Corpo che diventa lingua con il sacrificio della voce e della dialettica della comunicazione che, tanto, non servono. Corpo senza dialettica, corpo come cosa (das Ding) con il quale l’altro non può avere comunicazione (relazione) ma solo impatto. Ritengo che il giudizio divenga forma negata in quanto il due è negato.
Qui la perversione, come colmo della indistinzione dei posti (esiste un solo posto, il mio). E come la perversione nega l’altro così nega anche l’universalità degli altri (di tutti quelli che, ma anche “uno per tutti” potrebbero occupare per me il posto dell’altro).
Uni-vertere (tendere verso l’universale della legge) è opposto a per-vertere: o si va da una parte o si va dall’altra, non esistono “terze vie”.

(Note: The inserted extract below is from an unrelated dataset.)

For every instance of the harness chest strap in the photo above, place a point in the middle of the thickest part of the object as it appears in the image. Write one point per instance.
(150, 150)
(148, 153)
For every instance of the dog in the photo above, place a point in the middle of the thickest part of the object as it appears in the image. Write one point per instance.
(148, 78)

E per diventare perversi è necessaria una “buona idea” da pervertire, a partire da quella buonissima che recita: “I sessi sono due”, dunque esiste la differenza, dunque l’altro esiste.
Il sesso è dunque componente della legge morale, dunque soluzione. Se invece è oggetto della morale l’angoscia è garantita.
Per concludere. Tutto (il discorso della anoressia e della perversione) sta nella “cattiva idea” (che non porta a soluzione) che il sesso sia la condizione della perdita, a partire dalla integrità del corpo, ovvero dalla idea che esiste un solo sesso, il proprio, e che l’altro è contunua obiezione a tale idea (da cui il “contro”).
Le cose sul sesso stanno così: il sesso è proprio una obiezione che fonda e rende legale il rapporto, obiezione che significa porre la questione della differenza nella relazione, obietto che il mio corpo e il tuo bastino a se stessi. Così la frase conclusiva della perversione può essere “Io posso giudicarti (amarti), ma tu non ci sei e quindi non puoi giudicarmi (amarmi)”.